Choosing the model with the best 6 variables because of Maslow’s Cp and it has close to the highest adjusted R2.

lm.6var <- lm(crim ~ zn + indus + dis + rad + lstat + medv, data = Boston, subset = train)

pred <- predict(lm.6var, Boston[test,], type = "response")

TestMSE <- mean( (Boston[test,]$crim - pred)^2 )

Using 6 variables, we obtain a test MSE of 49.64277.

y <- Boston[train,]$crim
X <- data.matrix(subset(Boston[train,], select = -c(crim)))
set.seed(1)
lasso.mod <- cv.glmnet(X, y, alpha = 1)

best_lambda <- lasso.mod$lambda.min

best.lasso <- glmnet(X, y, alpha = 1, lambda = best_lambda)

pred <- predict(best.lasso, s = best_lambda, newx = 
                   data.matrix(subset(Boston[test,], select = -c(crim))))
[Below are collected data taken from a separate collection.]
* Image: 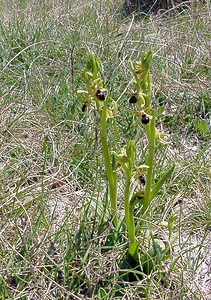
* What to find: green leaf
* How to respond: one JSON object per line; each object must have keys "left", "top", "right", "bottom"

{"left": 128, "top": 241, "right": 139, "bottom": 258}
{"left": 81, "top": 244, "right": 91, "bottom": 265}
{"left": 194, "top": 119, "right": 208, "bottom": 138}
{"left": 168, "top": 212, "right": 177, "bottom": 240}
{"left": 152, "top": 238, "right": 165, "bottom": 256}
{"left": 150, "top": 164, "right": 175, "bottom": 201}
{"left": 98, "top": 287, "right": 109, "bottom": 300}
{"left": 11, "top": 199, "right": 34, "bottom": 217}
{"left": 141, "top": 237, "right": 165, "bottom": 275}
{"left": 140, "top": 252, "right": 154, "bottom": 275}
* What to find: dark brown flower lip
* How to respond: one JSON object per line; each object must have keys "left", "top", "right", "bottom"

{"left": 129, "top": 95, "right": 138, "bottom": 103}
{"left": 81, "top": 103, "right": 87, "bottom": 112}
{"left": 141, "top": 114, "right": 150, "bottom": 125}
{"left": 96, "top": 90, "right": 105, "bottom": 101}
{"left": 139, "top": 175, "right": 146, "bottom": 186}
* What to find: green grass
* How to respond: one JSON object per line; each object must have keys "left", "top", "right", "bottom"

{"left": 0, "top": 1, "right": 210, "bottom": 299}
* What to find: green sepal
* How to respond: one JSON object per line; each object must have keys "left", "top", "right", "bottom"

{"left": 84, "top": 71, "right": 93, "bottom": 84}
{"left": 77, "top": 89, "right": 88, "bottom": 94}
{"left": 130, "top": 191, "right": 145, "bottom": 209}
{"left": 129, "top": 60, "right": 135, "bottom": 74}
{"left": 150, "top": 164, "right": 175, "bottom": 201}
{"left": 119, "top": 155, "right": 129, "bottom": 164}
{"left": 112, "top": 151, "right": 129, "bottom": 173}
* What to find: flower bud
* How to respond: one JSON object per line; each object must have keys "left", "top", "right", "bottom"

{"left": 159, "top": 221, "right": 168, "bottom": 228}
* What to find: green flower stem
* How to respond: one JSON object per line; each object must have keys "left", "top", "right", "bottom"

{"left": 124, "top": 174, "right": 136, "bottom": 246}
{"left": 145, "top": 72, "right": 152, "bottom": 108}
{"left": 142, "top": 110, "right": 156, "bottom": 214}
{"left": 99, "top": 100, "right": 118, "bottom": 228}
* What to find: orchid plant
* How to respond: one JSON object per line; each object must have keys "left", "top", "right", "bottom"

TestMSE <- mean( (Boston[test,]$crim - pred)^2 )

Using λ=0.0455808, we obtain a test MSE of 49.38006 with LASSO.

y <- Boston[train,]$crim
X <- data.matrix(subset(Boston[train,], select = -c(crim)))
set.seed(1)
ridge.mod <- cv.glmnet(X, y, alpha = 0)

best_lambda <- ridge.mod$lambda.min

best.ridge <- glmnet(X, y, alpha = 0, lambda = best_lambda)

pred <- predict(best.ridge, s = best_lambda, newx = 
                   data.matrix(subset(Boston[test,], select = -c(crim))))

TestMSE <- mean( (Boston[test,]$crim - pred)^2 )

Using λ= 0.5240686, we obtain a test MSE of 49.91203 with ridge.

set.seed(1)
pcr.mod <- pcr(crim~., data=Boston, subset=train, scale=TRUE, validation="CV")
validationplot(pcr.mod, val.type = "MSEP")

pred <- predict(pcr.mod, Boston[test,], ncomp = 7)
TestMSE <- mean( (Boston[test,]$crim - pred)^2 )

Using M = 7, we obtain a test MSE of 51.7224 with principle component regression.